Rothko fits the eccentric, romantic idea of an artist I highlighted earlier. Quotations from throughout his career give us a glimpse into the artists mind. Incredibly, Rothko was against his work being labeled as ‘abstract’. ‘I am not an abstractionist. ... I am not interested in the relationships of color or form or anything else. ... I'm interested only in expressing basic human emotions — tragedy, ecstasy, doom and so on — and the fact that a lot of people break down and cry when confronted with my pictures show that I communicate those basic human emotions.’ Rothko (1957). Rothko here confirms his position as a ‘true artist’. The public buy into this, lapping up the myth that is built around the work and thus snowballing it into what we have today, where Rothko’s work is given unprecedented space within galleries to breathe and to be experienced as he intended. ‘The people who weep before my pictures are having the same religious experience I had when I painted them. And if you, as you say, are moved only by their color relationships, then you miss the point!’ Rothko (1957).

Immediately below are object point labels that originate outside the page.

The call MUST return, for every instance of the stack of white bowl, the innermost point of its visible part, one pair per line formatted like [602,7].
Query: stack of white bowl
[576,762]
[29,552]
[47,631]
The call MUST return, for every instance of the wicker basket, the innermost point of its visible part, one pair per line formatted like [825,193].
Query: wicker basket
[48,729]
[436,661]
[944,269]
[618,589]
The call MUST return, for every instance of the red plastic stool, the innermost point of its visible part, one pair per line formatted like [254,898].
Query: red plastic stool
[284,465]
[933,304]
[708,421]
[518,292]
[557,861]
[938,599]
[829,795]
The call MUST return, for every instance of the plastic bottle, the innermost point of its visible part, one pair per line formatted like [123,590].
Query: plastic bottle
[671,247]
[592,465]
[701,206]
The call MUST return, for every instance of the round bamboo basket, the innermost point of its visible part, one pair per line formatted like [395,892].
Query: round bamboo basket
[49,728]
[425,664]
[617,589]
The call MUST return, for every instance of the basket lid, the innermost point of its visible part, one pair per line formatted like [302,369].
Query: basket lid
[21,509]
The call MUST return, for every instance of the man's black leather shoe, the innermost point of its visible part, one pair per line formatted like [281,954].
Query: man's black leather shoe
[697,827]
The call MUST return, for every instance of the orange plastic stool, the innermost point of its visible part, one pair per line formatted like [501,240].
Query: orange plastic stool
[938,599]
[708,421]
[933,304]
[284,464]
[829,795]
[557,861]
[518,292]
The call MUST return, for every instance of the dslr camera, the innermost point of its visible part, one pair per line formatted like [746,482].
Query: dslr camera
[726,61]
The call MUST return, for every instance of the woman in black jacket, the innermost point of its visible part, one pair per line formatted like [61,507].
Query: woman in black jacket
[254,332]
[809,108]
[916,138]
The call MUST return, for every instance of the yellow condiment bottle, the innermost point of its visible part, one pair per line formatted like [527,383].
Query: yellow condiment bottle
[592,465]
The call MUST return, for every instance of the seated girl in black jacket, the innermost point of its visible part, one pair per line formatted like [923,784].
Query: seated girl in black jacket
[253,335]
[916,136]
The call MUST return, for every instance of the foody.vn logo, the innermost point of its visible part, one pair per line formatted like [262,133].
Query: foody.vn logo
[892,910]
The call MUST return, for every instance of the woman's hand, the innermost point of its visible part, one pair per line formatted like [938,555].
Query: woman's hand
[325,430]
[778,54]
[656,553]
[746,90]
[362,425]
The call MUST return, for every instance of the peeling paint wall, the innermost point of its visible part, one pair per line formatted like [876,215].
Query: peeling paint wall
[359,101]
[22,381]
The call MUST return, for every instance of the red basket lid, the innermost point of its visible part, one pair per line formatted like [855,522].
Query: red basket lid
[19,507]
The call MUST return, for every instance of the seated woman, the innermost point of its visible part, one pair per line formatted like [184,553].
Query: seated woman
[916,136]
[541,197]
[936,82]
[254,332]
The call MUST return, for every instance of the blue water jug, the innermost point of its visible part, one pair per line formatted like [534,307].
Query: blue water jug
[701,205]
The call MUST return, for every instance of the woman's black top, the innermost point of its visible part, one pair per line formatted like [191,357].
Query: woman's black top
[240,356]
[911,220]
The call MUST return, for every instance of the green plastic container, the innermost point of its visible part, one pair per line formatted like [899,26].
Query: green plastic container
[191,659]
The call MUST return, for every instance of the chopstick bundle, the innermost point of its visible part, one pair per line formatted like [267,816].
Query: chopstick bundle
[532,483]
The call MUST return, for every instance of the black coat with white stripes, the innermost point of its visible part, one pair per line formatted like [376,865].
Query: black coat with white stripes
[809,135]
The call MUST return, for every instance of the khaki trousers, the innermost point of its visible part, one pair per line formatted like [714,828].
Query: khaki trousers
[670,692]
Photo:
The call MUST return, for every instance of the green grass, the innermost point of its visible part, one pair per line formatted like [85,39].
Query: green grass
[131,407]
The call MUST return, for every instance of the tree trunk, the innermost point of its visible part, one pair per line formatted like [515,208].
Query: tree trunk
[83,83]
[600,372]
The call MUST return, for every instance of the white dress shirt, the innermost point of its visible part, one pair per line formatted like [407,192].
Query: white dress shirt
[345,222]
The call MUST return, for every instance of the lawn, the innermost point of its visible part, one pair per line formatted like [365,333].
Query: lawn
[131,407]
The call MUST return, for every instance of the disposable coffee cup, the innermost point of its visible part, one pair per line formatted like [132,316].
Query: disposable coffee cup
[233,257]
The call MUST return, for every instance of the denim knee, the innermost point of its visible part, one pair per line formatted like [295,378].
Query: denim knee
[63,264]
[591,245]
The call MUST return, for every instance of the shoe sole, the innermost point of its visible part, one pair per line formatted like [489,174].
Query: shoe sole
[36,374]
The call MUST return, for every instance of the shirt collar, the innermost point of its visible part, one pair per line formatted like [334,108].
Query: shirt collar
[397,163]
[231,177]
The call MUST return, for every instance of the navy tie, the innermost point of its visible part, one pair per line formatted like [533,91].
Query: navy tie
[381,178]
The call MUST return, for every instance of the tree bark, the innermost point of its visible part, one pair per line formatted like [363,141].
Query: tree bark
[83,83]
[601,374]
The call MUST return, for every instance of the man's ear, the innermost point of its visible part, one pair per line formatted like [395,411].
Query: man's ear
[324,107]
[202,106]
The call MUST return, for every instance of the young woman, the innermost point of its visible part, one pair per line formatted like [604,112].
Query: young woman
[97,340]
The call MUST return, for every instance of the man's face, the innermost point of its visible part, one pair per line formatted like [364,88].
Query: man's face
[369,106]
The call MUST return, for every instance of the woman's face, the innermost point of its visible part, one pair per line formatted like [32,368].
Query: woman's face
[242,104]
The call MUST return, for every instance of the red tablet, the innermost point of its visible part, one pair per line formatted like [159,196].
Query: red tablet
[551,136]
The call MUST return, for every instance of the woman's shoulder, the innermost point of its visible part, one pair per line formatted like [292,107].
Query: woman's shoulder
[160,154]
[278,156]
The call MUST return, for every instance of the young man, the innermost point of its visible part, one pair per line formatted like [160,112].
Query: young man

There is no doubt that Rothko’s work does and should hold high cultural value. It represents a huge mainstream change in the world of art from the literally representative to the emotionally and spiritually representative. It is for the everyman, inviting him to bring forth his own conclusions about the work. It does, however, remain isolating, alien and to a large section of the public I’m sure, confusing as to what its value really is.

While very similar aesthetically In comparison to this work, Fleur Isbell’s series of code generated artworks for D&AD’s 2013 annual has a vastly different cultural value, which represents a large proportion of visual communication as apposed to the fine arts. For one, the works were commissioned as a book cover, a publication as apposed to an exhibition. This contrasts the public view of the romanticism of the artist, guided by his or her free will to create whatever strange, mysterious work they please. ‘For her design, Fleur took the geolocation and weather data for each of the 196 countries in the world and created a code-generated coloured pattern for each; the 42 countries whose work appears in the book were in this way represented on the cover.’

The work – a set but I have chosen ‘Jamaica’ as the comparison to Rothko for its sheer aesthetic similarity – is in essence a computer code, an image generated by an input of numbers. While I may sound cynical of the design, Isbell has come up with an incredibly clever and well thought through response to a daunting brief from which many designers would shy away from and merely create something pretty, but pretty meaningless. It is clear however that this computer generated imagery, like a large proportion of graphic design, lacks a certain value in comparison to fine art, the hand-drawn (or programmed) on screen is a huge distance apart from the hand-painted brushstrokes on a Rothko, there is a human connection that people miss in Graphic Design and so dearly love in works of fine art. In Benjamin’s essay The Work of Art in the Age of Mechanical Reproduction, Benjamin would see this digital production and therefore simple reproducibility as a loss of cult value – or aura – although with an increased exhibition value as the work is so freely available to see and reproduce. A purely digital artwork in turn means that no master copy as such exists, in fact rendering even the idea of the cult or auratic value of the artwork insignificant.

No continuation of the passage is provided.